Por alguma razão que desconheço, ciclicamente emerge uma fermentação latente que, vindo ao de cima, desnatura todo o sistema, infectando e envenenando a relação normal que as instituições e as pessoas mantinham, dividindo-as entre nós e eles, promovendo o ódio geral, onde algum deste é mais particular, sendo dirigido a um grupo específico, bode expiatório que sirva para justificar a revolta e a raiva que fez por emergir esse veneno.
Muitos bebem-no com desmesurado ânimo e desenfreado ímpeto, sôfregos da mudança, malsofridos da lentidão aparente com que as coisas evoluem, como se houvesse uma solução mágica, uma bala de prata, que solucionasse todos os problemas. E na falta dela, apregoam a sua, a mistificação absoluta que toca a reunir milhões de iludidos, crédulos em uma nova vida, uns, e dando apenas azo a sua revolta, outros.

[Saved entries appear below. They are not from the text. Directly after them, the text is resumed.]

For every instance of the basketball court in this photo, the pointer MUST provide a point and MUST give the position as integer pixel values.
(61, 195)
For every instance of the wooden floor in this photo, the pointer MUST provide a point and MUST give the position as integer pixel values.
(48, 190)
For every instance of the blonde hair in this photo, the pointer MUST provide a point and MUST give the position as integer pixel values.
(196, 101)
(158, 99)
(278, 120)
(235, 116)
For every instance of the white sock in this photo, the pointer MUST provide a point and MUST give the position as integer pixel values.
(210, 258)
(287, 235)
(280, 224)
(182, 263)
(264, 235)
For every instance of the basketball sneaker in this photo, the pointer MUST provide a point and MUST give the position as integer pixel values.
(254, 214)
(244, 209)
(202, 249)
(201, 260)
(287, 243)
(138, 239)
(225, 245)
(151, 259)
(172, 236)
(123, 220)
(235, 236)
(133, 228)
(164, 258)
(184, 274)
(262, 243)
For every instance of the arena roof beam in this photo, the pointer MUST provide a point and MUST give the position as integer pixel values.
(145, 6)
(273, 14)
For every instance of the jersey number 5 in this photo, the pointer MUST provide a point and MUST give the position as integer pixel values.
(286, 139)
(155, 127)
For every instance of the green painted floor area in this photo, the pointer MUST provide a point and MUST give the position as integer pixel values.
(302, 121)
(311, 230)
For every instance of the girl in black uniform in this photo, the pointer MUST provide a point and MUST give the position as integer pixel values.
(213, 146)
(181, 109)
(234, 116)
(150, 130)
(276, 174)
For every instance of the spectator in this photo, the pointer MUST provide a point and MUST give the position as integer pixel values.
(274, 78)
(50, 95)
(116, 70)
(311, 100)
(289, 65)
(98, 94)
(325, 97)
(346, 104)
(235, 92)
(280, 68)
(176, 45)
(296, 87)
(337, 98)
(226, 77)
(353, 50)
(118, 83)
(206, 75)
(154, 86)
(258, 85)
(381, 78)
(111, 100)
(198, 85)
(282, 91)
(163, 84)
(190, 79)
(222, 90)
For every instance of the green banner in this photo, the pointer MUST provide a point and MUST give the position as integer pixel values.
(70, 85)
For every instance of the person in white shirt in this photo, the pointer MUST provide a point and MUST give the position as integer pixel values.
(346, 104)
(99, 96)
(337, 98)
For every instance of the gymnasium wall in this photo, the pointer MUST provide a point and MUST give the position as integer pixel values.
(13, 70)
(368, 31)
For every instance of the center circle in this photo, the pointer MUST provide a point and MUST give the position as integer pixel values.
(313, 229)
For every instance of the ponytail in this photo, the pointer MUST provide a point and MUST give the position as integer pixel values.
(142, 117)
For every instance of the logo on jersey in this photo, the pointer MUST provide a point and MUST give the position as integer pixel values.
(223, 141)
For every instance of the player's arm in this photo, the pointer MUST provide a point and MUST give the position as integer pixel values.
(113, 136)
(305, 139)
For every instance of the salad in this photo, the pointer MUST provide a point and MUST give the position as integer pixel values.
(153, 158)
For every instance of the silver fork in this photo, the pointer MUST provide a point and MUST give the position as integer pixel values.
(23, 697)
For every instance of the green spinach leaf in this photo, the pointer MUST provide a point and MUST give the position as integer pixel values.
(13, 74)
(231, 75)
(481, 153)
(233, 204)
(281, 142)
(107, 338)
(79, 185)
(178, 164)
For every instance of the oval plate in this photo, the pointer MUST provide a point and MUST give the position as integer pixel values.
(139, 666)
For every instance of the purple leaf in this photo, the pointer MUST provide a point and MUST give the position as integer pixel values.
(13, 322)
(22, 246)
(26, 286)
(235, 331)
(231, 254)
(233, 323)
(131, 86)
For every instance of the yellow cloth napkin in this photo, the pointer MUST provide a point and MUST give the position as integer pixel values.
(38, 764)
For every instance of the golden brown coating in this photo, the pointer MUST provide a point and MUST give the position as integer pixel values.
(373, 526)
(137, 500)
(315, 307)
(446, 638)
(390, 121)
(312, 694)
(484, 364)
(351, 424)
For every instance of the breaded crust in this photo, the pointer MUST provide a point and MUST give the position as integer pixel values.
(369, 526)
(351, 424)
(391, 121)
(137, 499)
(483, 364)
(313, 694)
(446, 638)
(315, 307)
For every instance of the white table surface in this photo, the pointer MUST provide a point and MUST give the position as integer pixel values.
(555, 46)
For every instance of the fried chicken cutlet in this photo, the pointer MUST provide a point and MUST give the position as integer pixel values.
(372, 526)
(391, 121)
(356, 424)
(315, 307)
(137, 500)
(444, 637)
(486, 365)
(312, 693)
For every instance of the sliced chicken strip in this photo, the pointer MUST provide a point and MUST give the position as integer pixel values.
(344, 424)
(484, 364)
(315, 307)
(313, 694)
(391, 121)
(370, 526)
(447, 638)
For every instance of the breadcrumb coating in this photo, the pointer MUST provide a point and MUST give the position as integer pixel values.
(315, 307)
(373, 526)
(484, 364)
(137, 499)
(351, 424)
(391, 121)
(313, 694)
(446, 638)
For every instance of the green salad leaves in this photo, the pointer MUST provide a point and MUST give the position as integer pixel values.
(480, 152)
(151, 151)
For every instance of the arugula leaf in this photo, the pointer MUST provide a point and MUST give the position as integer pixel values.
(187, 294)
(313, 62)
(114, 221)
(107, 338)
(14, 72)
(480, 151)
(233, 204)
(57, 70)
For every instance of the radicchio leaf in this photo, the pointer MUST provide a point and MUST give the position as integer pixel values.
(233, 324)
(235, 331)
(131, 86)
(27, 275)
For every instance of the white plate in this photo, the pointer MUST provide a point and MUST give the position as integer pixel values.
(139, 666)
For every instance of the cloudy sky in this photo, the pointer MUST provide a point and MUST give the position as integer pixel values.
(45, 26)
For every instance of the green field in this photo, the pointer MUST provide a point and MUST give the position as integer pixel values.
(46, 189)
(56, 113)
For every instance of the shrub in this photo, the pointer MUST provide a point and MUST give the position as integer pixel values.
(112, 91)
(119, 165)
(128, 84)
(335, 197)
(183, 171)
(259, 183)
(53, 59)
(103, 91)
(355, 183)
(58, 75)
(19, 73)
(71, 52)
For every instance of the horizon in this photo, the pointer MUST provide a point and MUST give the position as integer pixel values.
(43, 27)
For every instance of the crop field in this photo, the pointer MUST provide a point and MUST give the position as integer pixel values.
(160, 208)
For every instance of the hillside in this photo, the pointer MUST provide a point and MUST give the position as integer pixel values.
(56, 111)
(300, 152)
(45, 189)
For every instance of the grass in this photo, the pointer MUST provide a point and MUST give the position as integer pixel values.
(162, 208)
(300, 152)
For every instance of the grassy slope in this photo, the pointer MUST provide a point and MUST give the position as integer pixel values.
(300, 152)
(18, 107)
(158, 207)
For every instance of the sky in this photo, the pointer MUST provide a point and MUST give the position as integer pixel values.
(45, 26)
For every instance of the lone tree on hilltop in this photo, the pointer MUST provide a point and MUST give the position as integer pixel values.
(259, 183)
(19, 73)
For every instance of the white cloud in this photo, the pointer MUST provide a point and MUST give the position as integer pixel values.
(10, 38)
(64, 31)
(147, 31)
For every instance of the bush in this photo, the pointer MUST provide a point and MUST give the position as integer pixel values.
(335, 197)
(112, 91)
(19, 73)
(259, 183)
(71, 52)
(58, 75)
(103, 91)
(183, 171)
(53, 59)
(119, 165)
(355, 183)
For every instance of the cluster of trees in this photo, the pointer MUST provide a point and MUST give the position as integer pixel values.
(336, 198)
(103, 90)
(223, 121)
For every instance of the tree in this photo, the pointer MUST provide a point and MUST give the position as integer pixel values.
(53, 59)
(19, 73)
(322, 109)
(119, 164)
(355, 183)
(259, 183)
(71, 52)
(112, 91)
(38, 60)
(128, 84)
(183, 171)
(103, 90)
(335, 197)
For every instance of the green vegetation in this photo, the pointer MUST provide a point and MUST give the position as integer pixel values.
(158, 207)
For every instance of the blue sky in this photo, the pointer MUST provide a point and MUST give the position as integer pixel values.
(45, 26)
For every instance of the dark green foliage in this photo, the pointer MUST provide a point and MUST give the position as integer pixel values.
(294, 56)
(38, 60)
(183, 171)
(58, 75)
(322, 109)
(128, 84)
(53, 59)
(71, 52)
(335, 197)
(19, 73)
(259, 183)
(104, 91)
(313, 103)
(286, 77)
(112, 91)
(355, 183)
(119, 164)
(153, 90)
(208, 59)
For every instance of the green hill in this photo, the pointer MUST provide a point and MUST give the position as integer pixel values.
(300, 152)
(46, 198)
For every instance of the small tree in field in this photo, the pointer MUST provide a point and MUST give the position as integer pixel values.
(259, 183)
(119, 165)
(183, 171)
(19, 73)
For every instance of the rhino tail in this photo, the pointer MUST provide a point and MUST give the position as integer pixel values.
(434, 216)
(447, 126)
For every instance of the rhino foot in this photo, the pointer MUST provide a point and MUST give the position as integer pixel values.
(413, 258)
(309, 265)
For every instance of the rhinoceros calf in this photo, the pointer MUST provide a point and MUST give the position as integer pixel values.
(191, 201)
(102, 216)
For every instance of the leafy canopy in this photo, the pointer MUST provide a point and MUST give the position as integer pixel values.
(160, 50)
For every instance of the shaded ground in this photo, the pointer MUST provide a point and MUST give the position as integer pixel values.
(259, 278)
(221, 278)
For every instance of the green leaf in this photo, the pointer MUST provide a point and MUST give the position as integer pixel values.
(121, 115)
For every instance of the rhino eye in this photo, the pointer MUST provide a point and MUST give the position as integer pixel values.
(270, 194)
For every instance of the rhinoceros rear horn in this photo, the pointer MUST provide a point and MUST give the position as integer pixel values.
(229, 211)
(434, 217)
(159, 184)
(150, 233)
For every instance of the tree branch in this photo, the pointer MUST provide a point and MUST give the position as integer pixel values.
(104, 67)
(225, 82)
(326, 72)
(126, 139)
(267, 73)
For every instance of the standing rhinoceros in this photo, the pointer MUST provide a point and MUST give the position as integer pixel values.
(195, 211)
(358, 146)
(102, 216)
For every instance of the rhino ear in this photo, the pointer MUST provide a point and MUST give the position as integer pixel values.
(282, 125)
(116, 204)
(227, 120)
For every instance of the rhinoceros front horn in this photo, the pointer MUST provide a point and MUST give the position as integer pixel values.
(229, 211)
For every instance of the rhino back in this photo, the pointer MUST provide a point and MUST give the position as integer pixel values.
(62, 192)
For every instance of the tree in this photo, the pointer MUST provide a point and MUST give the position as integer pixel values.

Deste dipolo emocional a praga se espalha, infectando multidões de crentes em ambas as vertentes, que motivados por razões tão opostas confluem na mentira da embriaguez de uma suposta esperança ou no impulso inconformista, esquecendo que a Democracia é uma forma de governo que, por sistema, acolhe e alberga o inconformismo, dando-lhe vaza em seu processo, e promovendo soluções que o satisfaçam. Porém estes, em sua insatisfação, essas multidões, servem exemplarmente aos que as lideram, que, ascendendo meteoricamente, tomam o poder, ou parte dele, passando a viver vida regalada de destaque e proeminência pela manipulação desses sentimentos que se espalharam.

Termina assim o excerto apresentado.